Hi everybody. I'm still pretty new to archery, going on 2 months or so. I've been going pretty well on club nights as well as at the makeshift range I and my partner made in his parents' field. My scoring and shooting has been fairly consistent and I've been fixing little bits and pieces in my shooting. 
Essentially I'm working on form and making sure I'm paying some attentio to it. However the past two weeks since making a new PB I've been shooting crazy badly. Worse than when I started. I've generally always been a little anxious before releasing but now it's getting to the point where it's all I'm feeling before releasing. There isn't anything on my mind, my shots look like they'll do well then as soon as I release or before I feel a rush of anxiety and then I look up and see I've missed the target. Not always by a lot but the fact that I miss once makes me feel like I'll do it again and so it happens again. 

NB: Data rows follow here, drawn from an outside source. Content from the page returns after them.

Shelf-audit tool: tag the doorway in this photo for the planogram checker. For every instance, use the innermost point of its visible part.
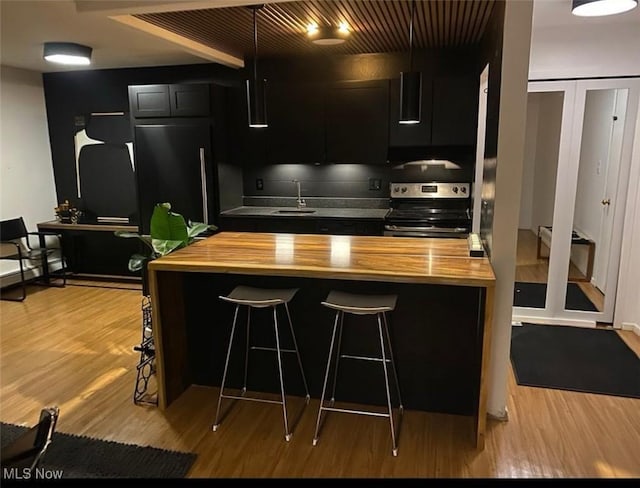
(575, 179)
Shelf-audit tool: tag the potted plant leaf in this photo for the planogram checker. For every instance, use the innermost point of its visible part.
(169, 231)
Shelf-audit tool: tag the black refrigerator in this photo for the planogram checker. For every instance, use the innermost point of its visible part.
(173, 128)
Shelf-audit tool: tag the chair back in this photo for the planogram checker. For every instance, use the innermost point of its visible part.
(12, 229)
(29, 448)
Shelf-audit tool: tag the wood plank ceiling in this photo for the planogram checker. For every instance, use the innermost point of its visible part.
(376, 26)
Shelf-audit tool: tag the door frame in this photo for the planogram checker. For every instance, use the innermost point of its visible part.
(567, 178)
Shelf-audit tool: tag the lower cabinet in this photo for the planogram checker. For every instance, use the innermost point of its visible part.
(299, 225)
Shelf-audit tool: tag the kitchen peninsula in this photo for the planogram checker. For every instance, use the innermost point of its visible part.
(440, 327)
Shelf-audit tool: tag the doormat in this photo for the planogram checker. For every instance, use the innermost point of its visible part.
(534, 295)
(574, 358)
(84, 457)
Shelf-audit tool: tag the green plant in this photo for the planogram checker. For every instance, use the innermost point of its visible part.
(169, 231)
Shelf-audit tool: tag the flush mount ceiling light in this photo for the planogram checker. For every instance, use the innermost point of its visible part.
(595, 8)
(327, 35)
(67, 53)
(256, 100)
(410, 85)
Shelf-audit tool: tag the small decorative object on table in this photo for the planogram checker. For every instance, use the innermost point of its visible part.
(67, 214)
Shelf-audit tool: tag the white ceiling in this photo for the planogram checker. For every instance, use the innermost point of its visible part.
(27, 24)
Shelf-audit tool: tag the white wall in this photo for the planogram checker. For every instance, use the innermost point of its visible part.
(571, 47)
(528, 170)
(546, 159)
(627, 311)
(26, 173)
(585, 50)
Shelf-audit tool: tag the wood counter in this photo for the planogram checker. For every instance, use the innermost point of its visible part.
(444, 307)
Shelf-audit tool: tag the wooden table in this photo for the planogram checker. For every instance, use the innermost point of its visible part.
(92, 250)
(442, 321)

Now, without right away pinpointing it could be a consistent technical error which I believe it part of it. Have been torquing upwards lately and I'm not sure how to fix that. Some releases are nice and calm and most others are panicked. I can't seem to relax and calm down and it't affecting my confidence.

Anyone else have similar issues. Any ideas how to get through it?


----------



## montigre (Oct 13, 2008)

Sounds like you're thinking too much about score and improving and not enough about just shooting good form. I'd suggest that you shoot no further than 10 yards or so for the next couple/few weeks and concentrate not so much on where your arrow goes on the target, but whether or not you made a good, solid shot using your best form. If, at first, the target is still too distracting at 10 yards, remove it for a week and just shoot a blank bale, then put it back up.

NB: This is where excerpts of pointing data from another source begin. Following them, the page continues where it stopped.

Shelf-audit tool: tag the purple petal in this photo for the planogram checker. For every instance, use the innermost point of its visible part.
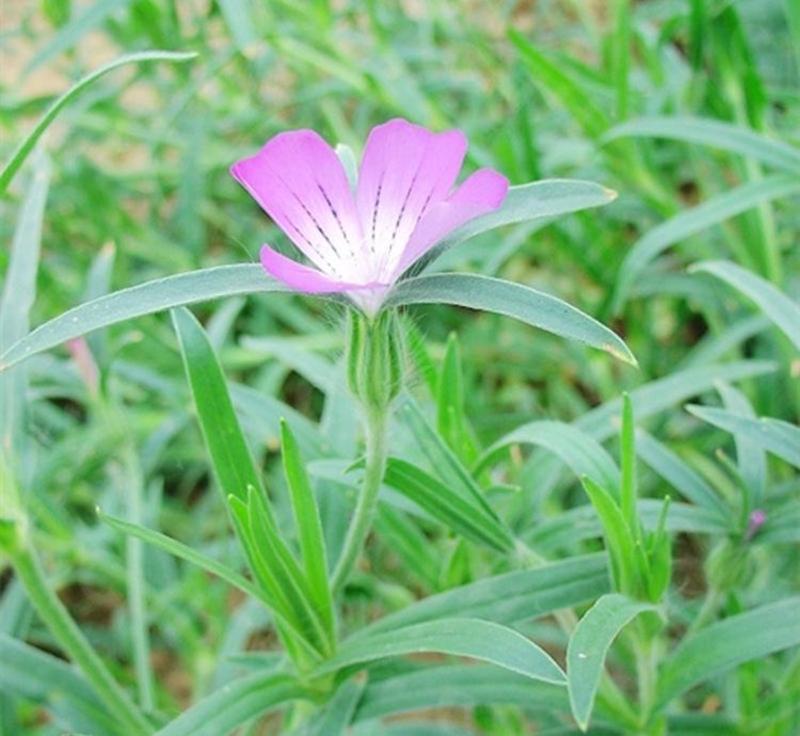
(299, 277)
(482, 192)
(405, 170)
(299, 181)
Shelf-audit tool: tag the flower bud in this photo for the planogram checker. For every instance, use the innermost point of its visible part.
(374, 358)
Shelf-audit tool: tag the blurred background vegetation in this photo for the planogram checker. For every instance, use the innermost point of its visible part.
(140, 189)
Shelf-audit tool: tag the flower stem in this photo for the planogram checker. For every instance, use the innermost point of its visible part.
(71, 638)
(375, 425)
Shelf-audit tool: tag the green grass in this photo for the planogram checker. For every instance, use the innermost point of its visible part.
(522, 521)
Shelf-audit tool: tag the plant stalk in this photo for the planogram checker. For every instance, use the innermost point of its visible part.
(66, 632)
(375, 423)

Your groups will likely open at first, but if you stick with it, you'll see them close down again and you'll be in a better position to take this newly established form to the club shoots with you and do well. 

Remember, unless your relying on archery to pay your mortgage each month, it is just a game and is supposed to be fun.


----------



## XForce Girl (Feb 14, 2008)

Montigre is correct.
Do not think about scores. Concentrate on making a perfect repeatable shot every time. 
Blank bailing is not fun but it is necessary. Take the target down and shoot up close. 
Hey, its less steps to get your arrows. As Larry wise told us, were practicing shooting not walking.


----------